How deep is the seafood opportunity at quick eateries? Who’ll make a splash?

We’re in the pre-Lent period when Catholics abstain from meat on Fridays.  So we see fast-feeders filling the airwaves with fish commercials, in what could become a new winter ritual.  

Who’s on board in a big way?  Wendy’s with a premium panko-coated North Pacific cod filet sandwich.  Carl’s Jr. and Hardee’s with a charbroiled Atlantic cod sandwich on a honey-wheat bun.  Burger King with an Alaskan cold-water white fish filet sandwich.  And McDonald’s USA, augmenting its 50-year-old Filet-O-Fish sandwich with Fish McBites, a new Happy Meal served up in its nearly 300 Philadelphia restaurants through March; the chain offered a $1 snack-size version between Feb. 12 and 14.

Meanwhile, Long John Silver’s, the 1,200-unit seafood chain, offers a cod and shrimp basket to differentiate from the growing school of competitors.

Will consumer demand warrant that fish offerings stay on menus year-round, or at least more months of the year?  The Lempert Report sees a better chance of that happening if fewer fish items are fried and more are paired with light, healthy ingredients such as salad, fruit and yogurt.

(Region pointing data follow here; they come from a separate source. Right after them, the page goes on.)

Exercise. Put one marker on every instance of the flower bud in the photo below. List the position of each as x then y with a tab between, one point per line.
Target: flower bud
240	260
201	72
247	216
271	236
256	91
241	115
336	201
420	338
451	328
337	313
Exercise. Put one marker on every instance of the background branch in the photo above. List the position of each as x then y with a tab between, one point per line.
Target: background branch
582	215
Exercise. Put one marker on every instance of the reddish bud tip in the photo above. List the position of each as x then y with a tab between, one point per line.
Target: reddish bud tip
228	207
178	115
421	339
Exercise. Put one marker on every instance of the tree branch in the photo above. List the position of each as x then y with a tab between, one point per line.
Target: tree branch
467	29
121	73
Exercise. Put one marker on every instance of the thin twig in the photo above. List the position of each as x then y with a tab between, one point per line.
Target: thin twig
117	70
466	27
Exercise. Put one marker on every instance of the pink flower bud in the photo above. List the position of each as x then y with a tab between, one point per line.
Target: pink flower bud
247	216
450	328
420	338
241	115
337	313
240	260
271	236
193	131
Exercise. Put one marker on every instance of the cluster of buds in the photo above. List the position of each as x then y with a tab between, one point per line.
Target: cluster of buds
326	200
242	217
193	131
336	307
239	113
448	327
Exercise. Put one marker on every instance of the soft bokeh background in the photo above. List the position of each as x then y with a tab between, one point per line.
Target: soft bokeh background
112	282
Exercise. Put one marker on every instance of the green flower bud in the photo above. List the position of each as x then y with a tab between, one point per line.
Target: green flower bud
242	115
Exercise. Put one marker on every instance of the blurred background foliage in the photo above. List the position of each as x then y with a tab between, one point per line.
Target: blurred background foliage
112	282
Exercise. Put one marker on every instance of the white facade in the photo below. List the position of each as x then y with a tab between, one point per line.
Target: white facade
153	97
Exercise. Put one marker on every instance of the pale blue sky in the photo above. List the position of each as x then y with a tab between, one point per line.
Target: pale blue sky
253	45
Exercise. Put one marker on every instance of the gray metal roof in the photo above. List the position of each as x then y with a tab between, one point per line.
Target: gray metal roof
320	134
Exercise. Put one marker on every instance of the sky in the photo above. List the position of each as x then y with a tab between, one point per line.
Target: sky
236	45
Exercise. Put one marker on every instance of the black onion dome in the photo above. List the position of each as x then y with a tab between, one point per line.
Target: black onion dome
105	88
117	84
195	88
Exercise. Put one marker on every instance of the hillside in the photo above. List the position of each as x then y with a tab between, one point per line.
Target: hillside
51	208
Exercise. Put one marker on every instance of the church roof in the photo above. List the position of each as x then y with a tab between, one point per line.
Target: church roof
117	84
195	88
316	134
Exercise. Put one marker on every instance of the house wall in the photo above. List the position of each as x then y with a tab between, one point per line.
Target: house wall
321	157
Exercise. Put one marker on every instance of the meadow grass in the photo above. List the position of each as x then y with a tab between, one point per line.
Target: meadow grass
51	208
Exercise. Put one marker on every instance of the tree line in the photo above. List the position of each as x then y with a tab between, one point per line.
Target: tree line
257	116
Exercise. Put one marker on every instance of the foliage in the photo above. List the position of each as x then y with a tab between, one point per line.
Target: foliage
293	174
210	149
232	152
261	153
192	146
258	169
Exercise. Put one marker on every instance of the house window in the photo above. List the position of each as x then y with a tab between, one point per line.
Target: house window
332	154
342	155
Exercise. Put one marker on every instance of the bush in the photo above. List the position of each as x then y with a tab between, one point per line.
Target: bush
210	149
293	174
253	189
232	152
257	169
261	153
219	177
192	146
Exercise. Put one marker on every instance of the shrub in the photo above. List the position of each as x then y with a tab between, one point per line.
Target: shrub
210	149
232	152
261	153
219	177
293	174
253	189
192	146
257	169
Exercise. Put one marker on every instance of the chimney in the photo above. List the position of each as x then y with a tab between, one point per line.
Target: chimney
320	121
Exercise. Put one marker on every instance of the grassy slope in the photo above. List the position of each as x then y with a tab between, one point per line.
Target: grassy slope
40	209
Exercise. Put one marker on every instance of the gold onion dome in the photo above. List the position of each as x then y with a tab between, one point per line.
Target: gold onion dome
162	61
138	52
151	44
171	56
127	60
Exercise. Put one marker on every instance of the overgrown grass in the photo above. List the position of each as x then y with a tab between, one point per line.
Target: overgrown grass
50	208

That way, fish could become more than a Lent alternative in fast-food settings.  If people could choose the taste, texture and health level of what they order, they’d be more inclined to join family and friends who want to eat the more typical fast-food fare.

Seafood sustainability is another way to stand apart—and McDonald’s USA has struck first as the first national restaurant chain certified by the Marine Stewardship Council that it catches Alaskan Pollock in an environmentally responsible way.  This applies to all fish products it sells in all of its U.S. locations.  McDonald’s told The New York Times that the global MSC has previously certified the European and domestic fisheries that supply the chain.

MSC has its critics, according to published accounts in the Times and National Public Radio.  But we at TLR think the logo will still convey to consumers that the chain is trying hard to be responsible, just like Walmart, Whole Foods Market, Costco, Big Y, Shaw’s, Food Lion, The Fresh Market, CVS, Walgreens and others that also associate with MSC.